May 16th, 2014


The Bane of Social Networking

As I've been learning how to up my book selling game, one thing has come to the forefront that I cannot deny: I must network.

For me, that's just the final joke at the end of a hard road. All my life, I have been a poor networker. I have struggled and I have failed.

In school, I had trouble as I brought negative social cred to any group that I was part of. By that, I mean that the group could immediately up its social cred by pushing me out. I wasn't just a wash on the whole social network, I was a drag, and generally perceived as an irredeemable one at that. In fact, I think it fair to say that in almost every group that I've interacted with, I've had a horrible time integrating.

Now I write books. Now I want to sell them. How to do that? How do I reach an audience? How do I reach reviewers? How do I get anybody to read anything that I've written? How got get anyone to lay down $$$?

According to expert wisdom, I should build a mail list so that I can announce my novels. That sounds terrific, but only in theory. Who would want to be on the mail list? If nobody is buying or taking what I have to give away, who would sign up for the list? All that I've really done is move my networking problem to a new node. There won't be folks signing up for a mailing list because another part of the circle isn't working. Walk a bit more around the circle again, and I find a new snag.

I suppose that I will eventually work through this circle enough times so that everything works, but it's damned frustrating getting there. You could call me a bitter loser jealous of everyone else's success if you want to, and I don't blame you, but in the end such flat sentiments do a disservice to both of us. You've created a binary instead of acknowledging the emotional difficulty in striving towards something difficult.

Meanwhile, in sports, you would accept "no pain, no gain." In sports, difficulties are just expected along the way and that in no way diminishes the athlete. Every athlete gets frustrated, wants to throw in the towel, hates the system, and screams in rage even as they stay in love with the game.

The same goes for a writing business. Like any athlete, you must constantly perform up to a high potential. If you drop, there's someone to take your place. If your new, you have to rise above the crowd to get in. All the while, you must learn all sorts of skills to get there.

This skill of social networking, for me, its' a daunting one.
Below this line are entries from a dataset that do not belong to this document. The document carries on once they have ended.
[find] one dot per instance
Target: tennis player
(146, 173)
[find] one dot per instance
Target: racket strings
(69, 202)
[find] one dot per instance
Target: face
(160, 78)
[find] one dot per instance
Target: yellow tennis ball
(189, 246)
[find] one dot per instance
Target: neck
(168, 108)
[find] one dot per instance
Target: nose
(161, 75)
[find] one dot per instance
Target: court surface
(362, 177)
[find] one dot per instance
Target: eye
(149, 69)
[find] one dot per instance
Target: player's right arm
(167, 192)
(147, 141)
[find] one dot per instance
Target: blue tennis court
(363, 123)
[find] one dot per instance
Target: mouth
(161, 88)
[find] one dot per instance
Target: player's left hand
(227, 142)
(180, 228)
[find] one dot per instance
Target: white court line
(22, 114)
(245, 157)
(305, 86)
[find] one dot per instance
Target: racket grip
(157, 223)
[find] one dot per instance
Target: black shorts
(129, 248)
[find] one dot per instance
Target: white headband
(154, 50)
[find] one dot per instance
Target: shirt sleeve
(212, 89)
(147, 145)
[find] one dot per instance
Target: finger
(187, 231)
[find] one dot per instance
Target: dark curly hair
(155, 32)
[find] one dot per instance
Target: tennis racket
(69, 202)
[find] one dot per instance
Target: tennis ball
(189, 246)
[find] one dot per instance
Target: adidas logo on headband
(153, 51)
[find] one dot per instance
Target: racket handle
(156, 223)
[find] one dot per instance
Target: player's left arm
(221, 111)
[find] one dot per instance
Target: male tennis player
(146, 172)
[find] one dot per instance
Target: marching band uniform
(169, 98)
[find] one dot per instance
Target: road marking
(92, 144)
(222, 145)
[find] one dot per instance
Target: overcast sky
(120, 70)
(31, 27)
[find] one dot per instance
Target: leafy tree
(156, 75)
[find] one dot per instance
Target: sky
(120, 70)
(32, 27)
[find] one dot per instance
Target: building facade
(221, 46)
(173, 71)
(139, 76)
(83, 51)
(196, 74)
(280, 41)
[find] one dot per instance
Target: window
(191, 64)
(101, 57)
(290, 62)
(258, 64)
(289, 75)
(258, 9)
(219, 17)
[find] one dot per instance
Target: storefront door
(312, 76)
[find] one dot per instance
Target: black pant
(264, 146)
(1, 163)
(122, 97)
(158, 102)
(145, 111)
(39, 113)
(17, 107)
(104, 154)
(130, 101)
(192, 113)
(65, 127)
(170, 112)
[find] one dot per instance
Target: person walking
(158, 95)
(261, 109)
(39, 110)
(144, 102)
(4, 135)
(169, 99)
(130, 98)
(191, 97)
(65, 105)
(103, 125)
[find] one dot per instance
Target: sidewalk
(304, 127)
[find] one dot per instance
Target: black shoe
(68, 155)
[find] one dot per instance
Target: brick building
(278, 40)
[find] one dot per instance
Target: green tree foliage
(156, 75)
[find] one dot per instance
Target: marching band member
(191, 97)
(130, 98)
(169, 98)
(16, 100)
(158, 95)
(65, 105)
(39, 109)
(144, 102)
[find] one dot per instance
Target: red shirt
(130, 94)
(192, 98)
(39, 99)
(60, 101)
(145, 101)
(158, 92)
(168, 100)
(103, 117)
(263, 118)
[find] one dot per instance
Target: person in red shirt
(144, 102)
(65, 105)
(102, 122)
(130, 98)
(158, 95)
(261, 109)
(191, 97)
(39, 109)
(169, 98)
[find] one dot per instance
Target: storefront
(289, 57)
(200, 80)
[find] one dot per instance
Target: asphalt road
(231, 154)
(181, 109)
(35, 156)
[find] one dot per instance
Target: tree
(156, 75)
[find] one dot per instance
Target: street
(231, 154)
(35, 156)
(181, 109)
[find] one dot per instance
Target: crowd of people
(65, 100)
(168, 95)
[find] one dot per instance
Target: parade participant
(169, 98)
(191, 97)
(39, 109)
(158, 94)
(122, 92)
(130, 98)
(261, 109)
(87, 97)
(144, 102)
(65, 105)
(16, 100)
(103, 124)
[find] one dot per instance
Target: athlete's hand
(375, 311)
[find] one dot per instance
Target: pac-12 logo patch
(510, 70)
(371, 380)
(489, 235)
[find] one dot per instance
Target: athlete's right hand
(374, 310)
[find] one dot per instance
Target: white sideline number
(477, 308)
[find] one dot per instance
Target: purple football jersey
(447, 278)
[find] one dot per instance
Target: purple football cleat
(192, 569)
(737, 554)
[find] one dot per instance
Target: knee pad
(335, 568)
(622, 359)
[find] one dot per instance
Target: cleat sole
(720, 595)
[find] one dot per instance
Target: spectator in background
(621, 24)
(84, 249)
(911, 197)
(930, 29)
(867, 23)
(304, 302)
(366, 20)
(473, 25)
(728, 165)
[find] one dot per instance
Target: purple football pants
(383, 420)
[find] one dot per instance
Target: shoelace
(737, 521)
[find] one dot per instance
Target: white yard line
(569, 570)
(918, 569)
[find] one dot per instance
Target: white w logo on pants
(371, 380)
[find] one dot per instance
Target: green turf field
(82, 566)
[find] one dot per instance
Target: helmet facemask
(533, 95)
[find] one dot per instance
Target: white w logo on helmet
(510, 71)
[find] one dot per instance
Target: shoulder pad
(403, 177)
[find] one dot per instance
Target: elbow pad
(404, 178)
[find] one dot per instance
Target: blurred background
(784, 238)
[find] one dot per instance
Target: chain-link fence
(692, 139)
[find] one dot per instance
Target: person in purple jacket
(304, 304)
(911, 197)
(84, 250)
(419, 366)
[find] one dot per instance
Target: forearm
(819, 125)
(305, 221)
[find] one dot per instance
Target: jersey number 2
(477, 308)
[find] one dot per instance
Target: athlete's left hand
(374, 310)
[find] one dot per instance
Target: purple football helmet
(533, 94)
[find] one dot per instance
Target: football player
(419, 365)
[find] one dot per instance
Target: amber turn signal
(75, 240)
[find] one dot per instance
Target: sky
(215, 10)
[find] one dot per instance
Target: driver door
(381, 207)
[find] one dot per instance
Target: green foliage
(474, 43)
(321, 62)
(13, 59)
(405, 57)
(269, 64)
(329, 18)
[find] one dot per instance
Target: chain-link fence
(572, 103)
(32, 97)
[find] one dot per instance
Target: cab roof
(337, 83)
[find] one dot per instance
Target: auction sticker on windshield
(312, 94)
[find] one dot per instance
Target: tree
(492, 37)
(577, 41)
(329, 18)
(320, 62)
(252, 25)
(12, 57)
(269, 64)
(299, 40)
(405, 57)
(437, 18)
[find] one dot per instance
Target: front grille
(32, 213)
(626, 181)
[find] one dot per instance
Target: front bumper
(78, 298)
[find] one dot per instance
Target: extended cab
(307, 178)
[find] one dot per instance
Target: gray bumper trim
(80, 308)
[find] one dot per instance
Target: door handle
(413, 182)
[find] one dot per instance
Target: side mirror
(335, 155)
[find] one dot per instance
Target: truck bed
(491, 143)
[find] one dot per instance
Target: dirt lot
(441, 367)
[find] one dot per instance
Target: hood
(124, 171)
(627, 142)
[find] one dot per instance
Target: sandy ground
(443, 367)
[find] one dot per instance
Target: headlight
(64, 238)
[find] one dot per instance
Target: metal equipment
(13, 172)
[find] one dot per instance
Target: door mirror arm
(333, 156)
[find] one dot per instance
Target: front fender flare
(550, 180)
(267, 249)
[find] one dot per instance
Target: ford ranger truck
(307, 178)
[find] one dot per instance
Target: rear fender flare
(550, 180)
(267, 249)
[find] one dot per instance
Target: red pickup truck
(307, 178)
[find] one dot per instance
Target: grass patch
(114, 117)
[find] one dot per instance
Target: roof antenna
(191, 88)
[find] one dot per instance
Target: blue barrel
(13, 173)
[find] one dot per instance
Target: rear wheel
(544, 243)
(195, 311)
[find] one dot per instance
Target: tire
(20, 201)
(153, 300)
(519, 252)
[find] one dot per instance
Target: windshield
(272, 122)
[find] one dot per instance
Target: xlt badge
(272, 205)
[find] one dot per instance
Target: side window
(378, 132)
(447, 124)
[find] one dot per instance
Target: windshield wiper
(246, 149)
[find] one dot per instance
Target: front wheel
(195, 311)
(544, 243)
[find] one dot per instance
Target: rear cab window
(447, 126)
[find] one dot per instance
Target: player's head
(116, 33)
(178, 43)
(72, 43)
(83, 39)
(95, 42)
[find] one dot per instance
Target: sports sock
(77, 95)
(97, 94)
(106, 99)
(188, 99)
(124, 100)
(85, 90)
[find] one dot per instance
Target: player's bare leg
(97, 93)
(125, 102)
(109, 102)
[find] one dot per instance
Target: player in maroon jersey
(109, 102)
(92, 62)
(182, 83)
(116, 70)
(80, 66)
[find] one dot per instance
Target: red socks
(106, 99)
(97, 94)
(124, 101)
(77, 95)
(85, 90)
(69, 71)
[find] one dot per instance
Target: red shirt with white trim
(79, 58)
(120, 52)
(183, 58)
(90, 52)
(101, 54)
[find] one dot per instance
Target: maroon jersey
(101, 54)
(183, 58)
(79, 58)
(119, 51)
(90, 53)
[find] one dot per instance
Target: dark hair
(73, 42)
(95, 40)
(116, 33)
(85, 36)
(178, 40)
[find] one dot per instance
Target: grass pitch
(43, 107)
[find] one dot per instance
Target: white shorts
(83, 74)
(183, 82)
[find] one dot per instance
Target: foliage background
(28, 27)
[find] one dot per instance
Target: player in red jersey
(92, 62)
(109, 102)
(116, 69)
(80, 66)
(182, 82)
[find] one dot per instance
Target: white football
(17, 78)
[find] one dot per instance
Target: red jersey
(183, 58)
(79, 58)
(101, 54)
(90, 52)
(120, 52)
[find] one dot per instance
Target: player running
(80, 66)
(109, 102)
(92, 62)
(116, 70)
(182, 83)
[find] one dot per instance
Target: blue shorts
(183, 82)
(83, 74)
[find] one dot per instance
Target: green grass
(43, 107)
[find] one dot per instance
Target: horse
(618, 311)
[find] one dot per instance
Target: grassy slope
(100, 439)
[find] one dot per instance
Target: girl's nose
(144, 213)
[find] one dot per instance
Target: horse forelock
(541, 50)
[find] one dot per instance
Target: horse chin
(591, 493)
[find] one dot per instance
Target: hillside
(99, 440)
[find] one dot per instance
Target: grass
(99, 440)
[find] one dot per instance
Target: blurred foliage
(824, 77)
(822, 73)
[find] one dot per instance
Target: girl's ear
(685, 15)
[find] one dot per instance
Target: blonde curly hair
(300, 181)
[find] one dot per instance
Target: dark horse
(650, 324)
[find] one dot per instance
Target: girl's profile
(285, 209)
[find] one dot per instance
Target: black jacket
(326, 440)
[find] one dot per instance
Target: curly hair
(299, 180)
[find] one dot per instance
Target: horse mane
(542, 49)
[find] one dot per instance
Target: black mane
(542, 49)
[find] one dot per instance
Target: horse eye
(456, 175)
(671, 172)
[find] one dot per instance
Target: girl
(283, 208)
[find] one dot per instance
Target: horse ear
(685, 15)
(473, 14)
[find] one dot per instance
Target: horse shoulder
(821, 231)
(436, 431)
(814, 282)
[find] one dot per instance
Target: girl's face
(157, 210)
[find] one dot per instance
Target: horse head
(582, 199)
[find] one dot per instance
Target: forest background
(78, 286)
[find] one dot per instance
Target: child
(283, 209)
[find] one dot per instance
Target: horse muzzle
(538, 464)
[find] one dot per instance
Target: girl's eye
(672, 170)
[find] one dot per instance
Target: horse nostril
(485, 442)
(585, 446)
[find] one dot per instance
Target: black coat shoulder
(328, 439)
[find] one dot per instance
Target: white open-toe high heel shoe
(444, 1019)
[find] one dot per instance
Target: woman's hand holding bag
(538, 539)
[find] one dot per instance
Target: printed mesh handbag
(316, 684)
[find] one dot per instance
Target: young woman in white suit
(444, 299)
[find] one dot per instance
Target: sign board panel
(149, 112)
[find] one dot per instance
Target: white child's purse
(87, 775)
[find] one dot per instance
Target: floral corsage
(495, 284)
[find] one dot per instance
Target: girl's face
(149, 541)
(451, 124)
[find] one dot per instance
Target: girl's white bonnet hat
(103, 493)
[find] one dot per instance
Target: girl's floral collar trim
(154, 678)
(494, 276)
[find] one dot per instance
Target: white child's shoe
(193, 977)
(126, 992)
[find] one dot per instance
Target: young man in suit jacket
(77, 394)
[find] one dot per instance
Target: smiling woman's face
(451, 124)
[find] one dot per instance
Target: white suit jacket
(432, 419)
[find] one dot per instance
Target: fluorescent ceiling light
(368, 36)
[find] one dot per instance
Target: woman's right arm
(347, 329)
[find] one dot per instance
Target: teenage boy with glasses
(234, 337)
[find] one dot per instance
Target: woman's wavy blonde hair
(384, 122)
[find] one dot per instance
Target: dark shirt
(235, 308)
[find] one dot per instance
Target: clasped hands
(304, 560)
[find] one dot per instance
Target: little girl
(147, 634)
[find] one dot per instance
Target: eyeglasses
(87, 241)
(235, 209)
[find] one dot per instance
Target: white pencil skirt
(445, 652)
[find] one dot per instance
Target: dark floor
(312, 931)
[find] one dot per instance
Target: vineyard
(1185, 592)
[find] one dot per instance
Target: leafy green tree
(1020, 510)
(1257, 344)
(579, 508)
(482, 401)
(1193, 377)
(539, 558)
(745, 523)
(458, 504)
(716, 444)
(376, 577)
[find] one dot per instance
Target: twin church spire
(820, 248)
I feel like I'm starting below the floor.

A Day of LJ Changes

I like many of the improvements.

I'm getting used to this new layout. If I can use 15+ operating systems, I can get the swing of a web interface. Most of the problem is in a surprise. Your brain starts spinning because it wants to just go to where it already knows something is, and when it can't figure out where something is quickly, your brain starts going faster trying to figure out an illogical problem.

So, take my advice and step back. Relax. You will need to spend a little time getting to know where things are again. The layout is not insane, it's just unfamiliar. If you can choose to leave the familiar behind, then you can hop into the new format much easier.

I expect to see more changes to come along as the interfaced is rolled out. You see its direction and the overall experience should get more consistent.


As of this posting, I am #10,701 in user ranking.

At first, that sounds cool. After thinking about it, that tells me that LJ only has regular English posters in the 20k range. Yowza. Talk about population bleed. How the trendy have fallen.

Find pages with ratings is a bit tough. I don't think that info has populated for folks who haven't logged in recently. One friend is at 30k, so that blows my theory. I think she's closer to the bottom than I am, so I'm doing better than I suspected, but looking at my numbers, that's not really hard.